If that is the case, then what is the language of humans? Animals have the ability to use words, to use grammar, to imitate their parents’ speech, to learn foreign languages, and so on.

The call of the titmouse and the call of the godwit (see photo) sound completely different, but they understand the meaning of each other’s calls and are alerted by the call that a hawk is coming.” (PHOTO: courtesy of Toshitaka Suzuki)

Then the dichotomy of human vs. animal is wrong, and it is more correct to interpret the human language as just another animal language. Humans have the language of humans, and titmice have the language of titmice. The human language and the tit’s language are not exactly the same, but they are each one of the animal languages and can have both similarities and differences. I think that is the correct understanding from an evolutionary point of view. It was the tits and other small birds of the forest that made me realize this.

It took me 17 years to study just one species of tit, and there are still many discoveries that have not yet been published.

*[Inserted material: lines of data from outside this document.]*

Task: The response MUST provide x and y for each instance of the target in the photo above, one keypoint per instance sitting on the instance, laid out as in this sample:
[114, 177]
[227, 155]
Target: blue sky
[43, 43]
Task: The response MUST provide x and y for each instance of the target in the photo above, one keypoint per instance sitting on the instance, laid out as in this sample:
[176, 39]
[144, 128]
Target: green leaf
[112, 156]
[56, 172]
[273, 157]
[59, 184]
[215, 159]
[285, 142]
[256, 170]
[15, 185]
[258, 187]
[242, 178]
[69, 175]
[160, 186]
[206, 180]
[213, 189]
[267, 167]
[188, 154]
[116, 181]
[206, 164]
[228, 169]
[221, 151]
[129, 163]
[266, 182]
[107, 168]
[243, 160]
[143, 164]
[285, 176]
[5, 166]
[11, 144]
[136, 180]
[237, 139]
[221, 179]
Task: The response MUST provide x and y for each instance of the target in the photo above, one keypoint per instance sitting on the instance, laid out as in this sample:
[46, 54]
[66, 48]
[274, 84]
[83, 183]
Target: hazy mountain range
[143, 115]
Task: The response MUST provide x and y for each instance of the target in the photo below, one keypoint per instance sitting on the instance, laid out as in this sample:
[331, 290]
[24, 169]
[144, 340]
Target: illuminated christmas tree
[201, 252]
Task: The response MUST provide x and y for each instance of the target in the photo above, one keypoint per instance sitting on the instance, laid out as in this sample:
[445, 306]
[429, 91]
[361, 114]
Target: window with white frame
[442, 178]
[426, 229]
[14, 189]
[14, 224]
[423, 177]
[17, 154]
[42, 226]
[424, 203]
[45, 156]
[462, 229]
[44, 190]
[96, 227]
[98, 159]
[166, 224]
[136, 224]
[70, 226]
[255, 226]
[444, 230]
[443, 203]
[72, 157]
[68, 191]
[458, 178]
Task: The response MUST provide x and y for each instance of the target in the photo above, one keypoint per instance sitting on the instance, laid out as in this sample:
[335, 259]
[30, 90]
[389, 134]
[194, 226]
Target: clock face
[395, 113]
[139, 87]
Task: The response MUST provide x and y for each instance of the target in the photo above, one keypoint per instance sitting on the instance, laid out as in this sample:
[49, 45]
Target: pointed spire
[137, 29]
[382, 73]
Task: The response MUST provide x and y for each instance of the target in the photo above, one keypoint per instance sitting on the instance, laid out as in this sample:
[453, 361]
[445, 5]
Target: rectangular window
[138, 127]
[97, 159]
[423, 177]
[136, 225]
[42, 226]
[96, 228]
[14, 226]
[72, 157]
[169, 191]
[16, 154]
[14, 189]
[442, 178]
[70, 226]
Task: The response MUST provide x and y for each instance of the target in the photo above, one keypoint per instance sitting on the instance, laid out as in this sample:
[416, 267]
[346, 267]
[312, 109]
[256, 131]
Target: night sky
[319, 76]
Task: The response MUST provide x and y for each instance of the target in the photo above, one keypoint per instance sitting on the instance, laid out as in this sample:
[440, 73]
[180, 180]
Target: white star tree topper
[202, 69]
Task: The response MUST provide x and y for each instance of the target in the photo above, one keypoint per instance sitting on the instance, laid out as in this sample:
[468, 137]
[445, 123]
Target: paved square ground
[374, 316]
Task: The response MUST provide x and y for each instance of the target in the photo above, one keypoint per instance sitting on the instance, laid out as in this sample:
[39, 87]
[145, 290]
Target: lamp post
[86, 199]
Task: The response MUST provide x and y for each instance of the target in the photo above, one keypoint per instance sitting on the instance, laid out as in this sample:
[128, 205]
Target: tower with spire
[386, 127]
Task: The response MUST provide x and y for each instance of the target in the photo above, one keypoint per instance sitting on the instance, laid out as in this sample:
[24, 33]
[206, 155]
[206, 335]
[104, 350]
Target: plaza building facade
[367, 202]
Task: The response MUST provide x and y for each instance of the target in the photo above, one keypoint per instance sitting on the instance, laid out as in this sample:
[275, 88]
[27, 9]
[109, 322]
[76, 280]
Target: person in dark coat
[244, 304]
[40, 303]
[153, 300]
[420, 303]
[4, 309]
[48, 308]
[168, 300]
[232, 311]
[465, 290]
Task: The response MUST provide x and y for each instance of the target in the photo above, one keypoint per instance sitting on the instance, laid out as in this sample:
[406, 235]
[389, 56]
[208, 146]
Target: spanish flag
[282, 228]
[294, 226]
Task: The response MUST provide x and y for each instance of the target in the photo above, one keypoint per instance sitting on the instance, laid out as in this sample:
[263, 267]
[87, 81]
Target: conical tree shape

In fact, I would like to study a wide variety of animals, but when it comes to proper research, the number of species I can study on my own is really limited.

Where he has arrived after 17 years of research, and what he envisions for the future

What is the place you have arrived at and the future you envision after 17 years of research on the titmouse?

For example, when I hear wild birds singing, I can tell by their words that a hawk has just appeared in the sky, or that a flock is about to migrate. One of the things I want to do is to let everyone know about the world of birds that I have discovered.

Another is to advance the new academic field of animal linguistics. I would like to expand the field of research on animal language by conducting interdisciplinary research that transcends the boundaries between the humanities and sciences, such as animal behavior, cognitive science, and linguistics, while also incorporating the latest AI and other technologies.

Where has Mr. Suzuki arrived after 17 years of research on the language of titmice, and what does he envision for the future?

How will the world change if we understand animals’ languages? When asked, “How would the world change if we could understand the language of animals?

First of all, it will change our view of nature. When you understand what animals are saying, you will realize the richness of their world. There are many wild birds living in the city, and they are always conversing with each other and living skillfully. I believe that becoming aware of this world will greatly change your sense of value toward nature.

I also believe that it will give us a chance to reconsider the relationship between humans and nature. There are a variety of environmental issues we are facing today, such as biodiversity loss and global warming. Of course it is important to set detailed goals, but I think it is equally important to try to understand their world through the language of familiar animals.

Because in the end, I believe it is the heart, not the rules, that moves people.”